Hadoop building from source
git clone https://github.com/apache/hadoop.git
cd hadoop
git checkout rel/release-3.2.0
# only build binary for hadoop
mvn clean install -Pdist -DskipTests -Dtar
# build binary and native library such as libhdfs.so for hadoop
# mvn clean install -Pdist,native -DskipTests -Dtar
Using mvn install, compiled hadoop jar will be put into /root/.m2/repository/ for other projects depends on hadoop to use. Check below pic, now, we have hadoop-3.2.0 installed and can be used by continuelly spark compiling.

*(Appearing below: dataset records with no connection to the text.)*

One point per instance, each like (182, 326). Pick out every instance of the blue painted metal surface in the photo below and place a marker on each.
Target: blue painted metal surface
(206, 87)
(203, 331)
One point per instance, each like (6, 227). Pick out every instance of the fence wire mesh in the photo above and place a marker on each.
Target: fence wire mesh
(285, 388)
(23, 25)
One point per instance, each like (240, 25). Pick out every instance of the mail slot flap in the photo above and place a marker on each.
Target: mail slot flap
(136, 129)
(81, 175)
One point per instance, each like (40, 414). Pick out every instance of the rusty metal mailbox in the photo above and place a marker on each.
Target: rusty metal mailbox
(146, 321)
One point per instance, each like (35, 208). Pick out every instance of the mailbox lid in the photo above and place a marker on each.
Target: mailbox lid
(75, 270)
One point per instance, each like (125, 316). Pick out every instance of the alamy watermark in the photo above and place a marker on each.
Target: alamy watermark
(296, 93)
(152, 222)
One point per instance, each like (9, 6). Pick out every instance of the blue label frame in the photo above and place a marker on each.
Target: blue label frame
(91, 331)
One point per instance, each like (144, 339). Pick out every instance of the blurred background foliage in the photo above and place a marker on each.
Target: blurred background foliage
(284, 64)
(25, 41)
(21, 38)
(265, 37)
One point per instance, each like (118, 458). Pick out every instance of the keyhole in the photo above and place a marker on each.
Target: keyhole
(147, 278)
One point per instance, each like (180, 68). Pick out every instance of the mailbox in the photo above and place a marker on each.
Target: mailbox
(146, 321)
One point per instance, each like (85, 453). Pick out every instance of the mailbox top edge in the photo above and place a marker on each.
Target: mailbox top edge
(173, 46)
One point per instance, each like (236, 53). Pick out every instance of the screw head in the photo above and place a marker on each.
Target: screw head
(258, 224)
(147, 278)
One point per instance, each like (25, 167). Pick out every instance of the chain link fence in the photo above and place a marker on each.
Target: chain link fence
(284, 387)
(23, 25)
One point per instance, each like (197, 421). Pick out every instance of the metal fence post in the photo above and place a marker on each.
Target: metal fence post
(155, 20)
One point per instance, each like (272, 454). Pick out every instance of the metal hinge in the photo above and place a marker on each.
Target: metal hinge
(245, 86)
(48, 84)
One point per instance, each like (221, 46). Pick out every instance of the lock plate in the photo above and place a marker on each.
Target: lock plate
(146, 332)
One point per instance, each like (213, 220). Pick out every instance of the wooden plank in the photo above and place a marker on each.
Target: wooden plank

To run hadoop, binary path is /hadoop/hadoop-dist/target/hadoop-3.2.0/
export HADOOP_HOME=/mnt/nvme2/chendi/hadoop/hadoop-dist/target/hadoop-3.2.0/
Spark building from source
git clone https://github.com/apache/spark.git
cd spark
# check spark supported hadoop version
grep \<hadoop\.version\> -r pom.xml
<hadoop.version>2.7.4</hadoop.version>
<hadoop.version>3.2.0</hadoop.version>
# so we should build spark specifying hadoop version as 3.2
./build/mvn -Pyarn -Phadoop-3.2 -Dhadoop.version=3.2.0 -DskipTests clean package
# we can use package here since there is no following package depends on spark, other wise, also use install here.
Specify SPARK_HOME to spark path
Tips
use -o option when executing mvn to avoid online package update or installation.
./build/mvn -Pyarn -Phadoop-3.2 -Dhadoop.version=3.2.0 -DskipTests clean package -o
pre install requirements to mvn repo – /root/.m2/repository to avoid slow mvn downloading.